Hitting the Limits of Simple: Working with AWS Chalice Part 1

Recently for my day job I have been working on a serverless application that utilizes a framework called Chalice. The promise is that you write your code and will turn that into deployed infrastructure on AWS. I figured it might be fun to cover some of that experience, specifically the experience of trying to jam it within the context of a larger build environment and reflections on the outcome with Chalice.

Disclaimer

Let’s get something out of the way: if you’re just a web developer/application developer who has no interest or requirements to do specific things with your infrastructure, even resource tagging, then Chalice is probably sufficient. You can legitimately write your app code, ask Chalice to deploy everything, and never have to care about the specifics of how Chalice got your app into your AWS account. With an extensive decorator-driven API and support for most items underneath the sun, Chalice truly does offer a zero-touch deployment.

It is that just under the specific ecosystem and set of tooling that exists in my environment (for better or for worst) that I needed to do more than what Chalice can nominally do out of the box.
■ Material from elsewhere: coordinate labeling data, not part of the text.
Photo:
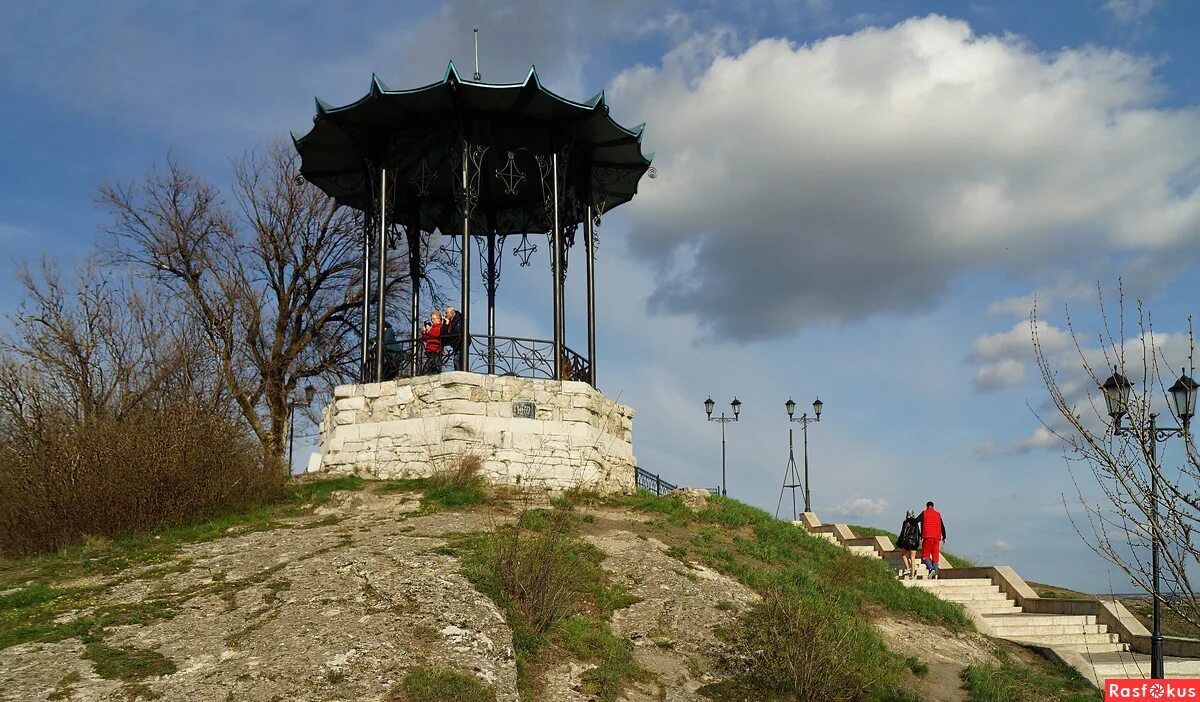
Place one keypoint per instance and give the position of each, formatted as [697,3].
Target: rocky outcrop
[343,603]
[546,433]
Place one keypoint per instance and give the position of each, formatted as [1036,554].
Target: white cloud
[1003,373]
[12,232]
[1041,438]
[1018,342]
[1003,357]
[862,507]
[1128,11]
[863,173]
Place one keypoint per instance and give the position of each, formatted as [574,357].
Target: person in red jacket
[432,340]
[933,533]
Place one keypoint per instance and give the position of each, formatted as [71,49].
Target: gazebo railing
[505,355]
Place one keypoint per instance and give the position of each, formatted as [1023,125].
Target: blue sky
[856,199]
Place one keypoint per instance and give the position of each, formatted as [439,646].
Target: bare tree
[88,347]
[274,281]
[1117,519]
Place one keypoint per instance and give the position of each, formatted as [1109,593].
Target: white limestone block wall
[414,427]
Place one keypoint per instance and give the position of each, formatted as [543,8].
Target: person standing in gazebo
[432,340]
[451,337]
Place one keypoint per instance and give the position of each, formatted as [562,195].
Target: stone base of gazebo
[532,433]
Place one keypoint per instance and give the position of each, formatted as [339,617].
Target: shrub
[112,475]
[810,648]
[427,684]
[460,485]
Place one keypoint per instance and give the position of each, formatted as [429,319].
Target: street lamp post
[310,393]
[1183,396]
[723,420]
[804,419]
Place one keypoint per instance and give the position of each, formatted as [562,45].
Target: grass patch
[767,553]
[1037,682]
[439,684]
[127,663]
[556,598]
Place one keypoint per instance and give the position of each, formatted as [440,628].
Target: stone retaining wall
[413,427]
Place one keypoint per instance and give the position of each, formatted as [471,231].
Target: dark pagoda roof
[419,135]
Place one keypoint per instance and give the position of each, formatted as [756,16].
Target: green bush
[809,648]
[1041,682]
[430,684]
[113,475]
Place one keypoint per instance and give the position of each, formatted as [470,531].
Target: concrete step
[1027,619]
[1137,665]
[864,551]
[1020,630]
[1006,607]
[931,586]
[1025,633]
[964,598]
[1095,647]
[961,582]
[1073,640]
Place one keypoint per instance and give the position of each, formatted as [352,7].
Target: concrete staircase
[1006,619]
[1101,639]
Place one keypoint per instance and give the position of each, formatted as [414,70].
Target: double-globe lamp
[804,419]
[1183,399]
[723,420]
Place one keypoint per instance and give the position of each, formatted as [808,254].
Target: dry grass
[109,477]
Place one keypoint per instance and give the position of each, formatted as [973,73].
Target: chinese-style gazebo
[478,162]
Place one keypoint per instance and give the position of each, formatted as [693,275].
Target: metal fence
[653,483]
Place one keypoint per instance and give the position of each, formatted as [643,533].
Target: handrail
[497,355]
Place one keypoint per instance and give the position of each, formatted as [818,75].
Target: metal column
[382,259]
[491,304]
[1157,670]
[589,245]
[364,367]
[557,253]
[414,276]
[465,348]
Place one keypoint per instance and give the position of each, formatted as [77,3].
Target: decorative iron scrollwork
[525,250]
[468,198]
[491,275]
[423,179]
[510,175]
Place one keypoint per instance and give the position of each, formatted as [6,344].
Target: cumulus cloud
[1003,357]
[1129,10]
[863,173]
[862,507]
[1003,373]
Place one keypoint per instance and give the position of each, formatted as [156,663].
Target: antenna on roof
[478,76]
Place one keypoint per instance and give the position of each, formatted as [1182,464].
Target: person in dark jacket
[451,337]
[933,533]
[909,543]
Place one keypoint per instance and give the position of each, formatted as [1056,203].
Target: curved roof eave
[379,90]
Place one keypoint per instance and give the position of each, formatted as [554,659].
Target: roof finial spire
[478,76]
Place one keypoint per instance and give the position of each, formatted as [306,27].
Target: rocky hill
[383,593]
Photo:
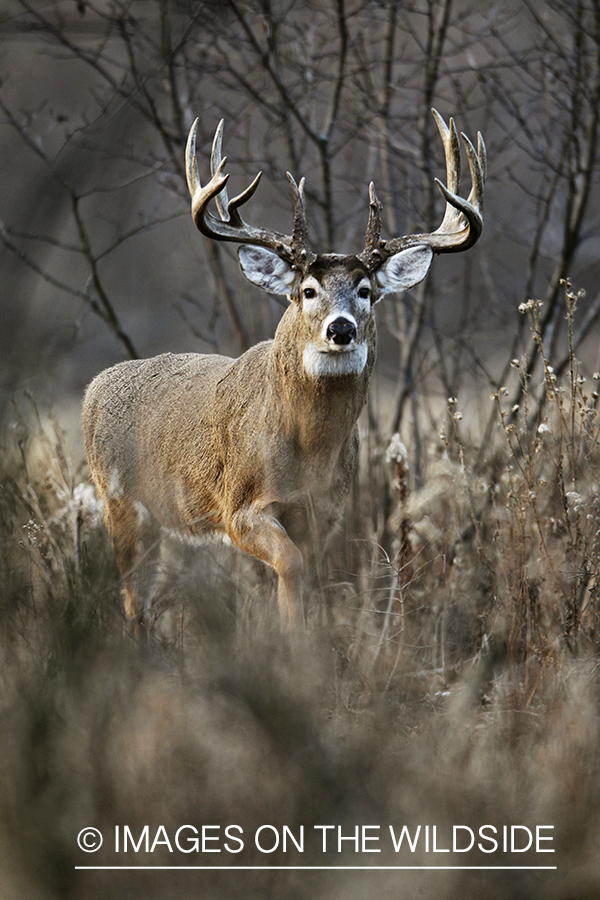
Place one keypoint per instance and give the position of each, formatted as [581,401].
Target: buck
[260,449]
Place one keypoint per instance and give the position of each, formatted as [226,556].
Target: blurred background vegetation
[449,672]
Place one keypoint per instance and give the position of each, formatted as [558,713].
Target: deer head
[334,294]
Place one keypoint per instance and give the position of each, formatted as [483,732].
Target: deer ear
[264,268]
[405,269]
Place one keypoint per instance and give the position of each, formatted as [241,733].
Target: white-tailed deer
[260,448]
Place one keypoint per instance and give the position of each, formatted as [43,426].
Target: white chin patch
[320,363]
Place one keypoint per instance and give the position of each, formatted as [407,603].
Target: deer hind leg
[135,538]
[263,536]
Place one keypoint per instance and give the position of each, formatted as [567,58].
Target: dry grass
[452,678]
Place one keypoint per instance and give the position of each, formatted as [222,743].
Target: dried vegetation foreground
[448,676]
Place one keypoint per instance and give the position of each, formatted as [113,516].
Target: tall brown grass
[448,674]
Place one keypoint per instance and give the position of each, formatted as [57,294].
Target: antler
[230,226]
[462,223]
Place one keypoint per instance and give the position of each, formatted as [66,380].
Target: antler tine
[230,226]
[462,223]
[478,168]
[216,159]
[300,233]
[371,255]
[449,136]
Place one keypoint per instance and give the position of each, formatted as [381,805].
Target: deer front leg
[134,536]
[261,535]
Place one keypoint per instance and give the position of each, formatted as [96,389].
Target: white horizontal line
[322,868]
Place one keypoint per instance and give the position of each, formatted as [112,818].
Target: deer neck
[319,411]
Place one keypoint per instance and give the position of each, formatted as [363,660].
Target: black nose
[341,331]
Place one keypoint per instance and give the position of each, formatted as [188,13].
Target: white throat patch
[322,363]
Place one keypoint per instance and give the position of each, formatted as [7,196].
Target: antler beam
[230,226]
[462,224]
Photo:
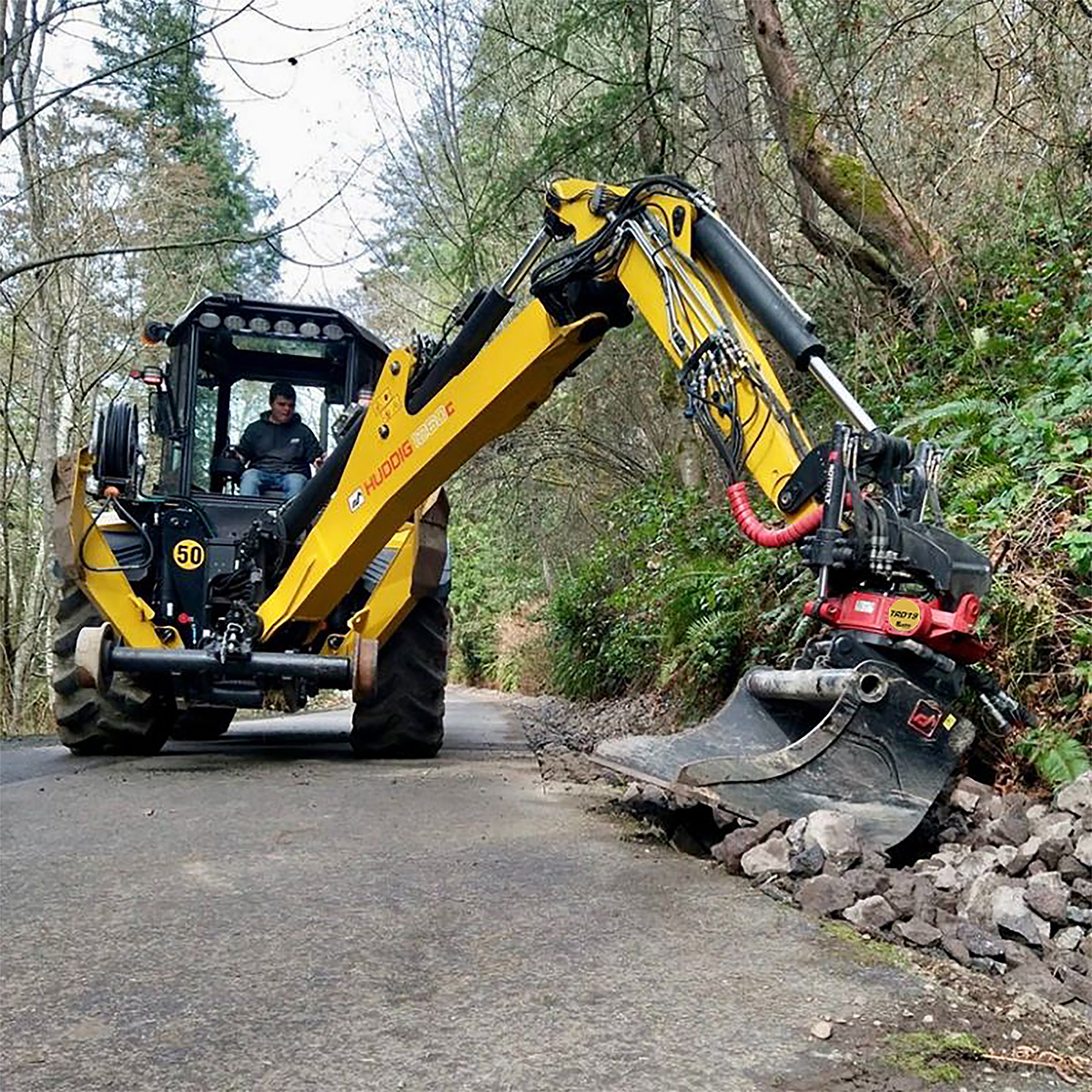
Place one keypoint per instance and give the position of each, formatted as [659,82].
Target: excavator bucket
[865,740]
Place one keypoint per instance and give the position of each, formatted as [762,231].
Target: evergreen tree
[194,162]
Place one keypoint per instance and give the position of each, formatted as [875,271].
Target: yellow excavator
[188,600]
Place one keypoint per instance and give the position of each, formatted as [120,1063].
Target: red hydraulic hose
[758,532]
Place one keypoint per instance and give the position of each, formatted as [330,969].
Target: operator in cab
[278,449]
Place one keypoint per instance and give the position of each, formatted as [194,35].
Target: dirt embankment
[1003,887]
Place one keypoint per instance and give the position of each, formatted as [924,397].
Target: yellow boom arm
[401,456]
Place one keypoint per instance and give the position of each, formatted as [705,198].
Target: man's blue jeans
[256,481]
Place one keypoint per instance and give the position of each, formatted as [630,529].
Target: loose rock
[1048,896]
[1010,913]
[771,856]
[824,895]
[871,915]
[917,932]
[731,849]
[835,834]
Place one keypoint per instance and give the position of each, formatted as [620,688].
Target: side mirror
[159,413]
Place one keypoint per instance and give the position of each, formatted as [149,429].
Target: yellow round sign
[905,616]
[189,554]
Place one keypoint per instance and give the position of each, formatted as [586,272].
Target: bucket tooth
[866,741]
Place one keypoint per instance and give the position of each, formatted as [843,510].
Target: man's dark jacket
[279,449]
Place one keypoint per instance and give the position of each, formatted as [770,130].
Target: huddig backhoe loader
[207,601]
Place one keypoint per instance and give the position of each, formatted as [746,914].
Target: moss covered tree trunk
[845,183]
[732,142]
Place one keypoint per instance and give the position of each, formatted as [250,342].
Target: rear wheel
[128,720]
[202,722]
[405,716]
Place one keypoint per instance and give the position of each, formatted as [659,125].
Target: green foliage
[180,120]
[487,581]
[932,1055]
[667,598]
[1057,757]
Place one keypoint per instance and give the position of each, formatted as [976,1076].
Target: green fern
[964,410]
[1058,758]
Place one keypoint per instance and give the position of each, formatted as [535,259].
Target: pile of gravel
[1008,893]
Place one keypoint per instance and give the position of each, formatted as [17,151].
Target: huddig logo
[905,616]
[397,458]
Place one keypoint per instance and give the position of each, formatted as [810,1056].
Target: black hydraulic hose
[298,512]
[758,290]
[475,332]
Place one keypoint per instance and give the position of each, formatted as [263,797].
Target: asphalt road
[265,913]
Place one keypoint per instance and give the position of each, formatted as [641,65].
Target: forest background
[918,173]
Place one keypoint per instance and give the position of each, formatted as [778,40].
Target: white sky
[308,124]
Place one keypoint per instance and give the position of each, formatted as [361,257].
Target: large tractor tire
[404,719]
[129,720]
[202,722]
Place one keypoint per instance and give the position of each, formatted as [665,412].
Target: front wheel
[128,720]
[404,719]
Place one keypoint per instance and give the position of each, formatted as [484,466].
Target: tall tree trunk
[23,69]
[845,183]
[732,140]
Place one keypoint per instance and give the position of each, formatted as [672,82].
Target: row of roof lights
[261,326]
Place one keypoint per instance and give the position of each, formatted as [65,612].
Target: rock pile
[1009,891]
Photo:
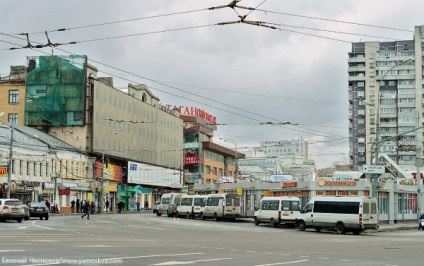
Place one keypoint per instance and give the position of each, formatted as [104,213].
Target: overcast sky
[244,75]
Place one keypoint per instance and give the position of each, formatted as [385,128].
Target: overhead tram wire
[326,19]
[161,83]
[122,21]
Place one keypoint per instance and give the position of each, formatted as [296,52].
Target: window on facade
[407,203]
[13,96]
[13,118]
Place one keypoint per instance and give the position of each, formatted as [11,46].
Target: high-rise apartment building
[386,100]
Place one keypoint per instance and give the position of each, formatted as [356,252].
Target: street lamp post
[235,156]
[377,142]
[10,163]
[377,132]
[102,173]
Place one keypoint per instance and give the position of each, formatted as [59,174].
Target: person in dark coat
[86,207]
[78,205]
[119,206]
[73,206]
[47,204]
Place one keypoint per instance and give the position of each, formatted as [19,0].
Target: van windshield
[165,200]
[290,205]
[232,198]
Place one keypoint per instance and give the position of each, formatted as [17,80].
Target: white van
[345,214]
[222,206]
[191,205]
[168,204]
[278,210]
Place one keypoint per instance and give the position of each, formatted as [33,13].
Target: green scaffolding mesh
[55,91]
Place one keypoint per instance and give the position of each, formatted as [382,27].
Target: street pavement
[382,227]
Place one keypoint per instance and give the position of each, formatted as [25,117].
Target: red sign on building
[191,160]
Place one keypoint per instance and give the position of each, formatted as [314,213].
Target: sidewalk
[382,228]
[397,227]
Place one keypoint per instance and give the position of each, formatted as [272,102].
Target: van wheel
[340,228]
[356,231]
[302,226]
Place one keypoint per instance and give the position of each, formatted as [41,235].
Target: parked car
[26,210]
[12,209]
[155,207]
[38,209]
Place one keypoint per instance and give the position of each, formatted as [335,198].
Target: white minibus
[278,210]
[168,204]
[345,214]
[222,206]
[191,205]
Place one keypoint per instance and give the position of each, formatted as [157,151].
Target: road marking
[283,263]
[95,246]
[189,262]
[44,240]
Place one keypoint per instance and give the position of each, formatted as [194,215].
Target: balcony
[356,69]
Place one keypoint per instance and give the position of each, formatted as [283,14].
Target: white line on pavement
[189,262]
[283,263]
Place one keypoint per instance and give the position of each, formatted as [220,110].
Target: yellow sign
[3,171]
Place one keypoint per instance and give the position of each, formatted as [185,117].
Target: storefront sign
[191,160]
[3,171]
[110,171]
[288,184]
[48,186]
[21,188]
[194,111]
[373,169]
[31,183]
[322,182]
[65,191]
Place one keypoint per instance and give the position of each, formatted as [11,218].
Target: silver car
[11,209]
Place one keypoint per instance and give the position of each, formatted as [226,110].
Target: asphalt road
[145,239]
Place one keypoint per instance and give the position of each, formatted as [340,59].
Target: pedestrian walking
[420,222]
[73,206]
[119,206]
[86,208]
[47,204]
But if you want any amount of control over what Chalice specifically creates, you might want to consider something else.

Duct Taping Chalice to Please

One interesting aspect, and probably the one thing that has made this both easier and harder is that I needed to get Chalice running with Please, the build tool that my company uses to build and deploy most software projects deploying to AWS. Now, it just being a Python package you grab with pip, it should be straightforward: Get Please to download said package and then use it in the build rules.

Alas, it was not quite that simple as Please does not yet natively allow one to consume a pip package as a tool/executable. Of course, one could install it to the build agent or a virtualenv and call it a day, but that goes very much against what I wanted to do. In keeping with the spirit of Please, I wanted to make Chalice hermetically available in my build environment.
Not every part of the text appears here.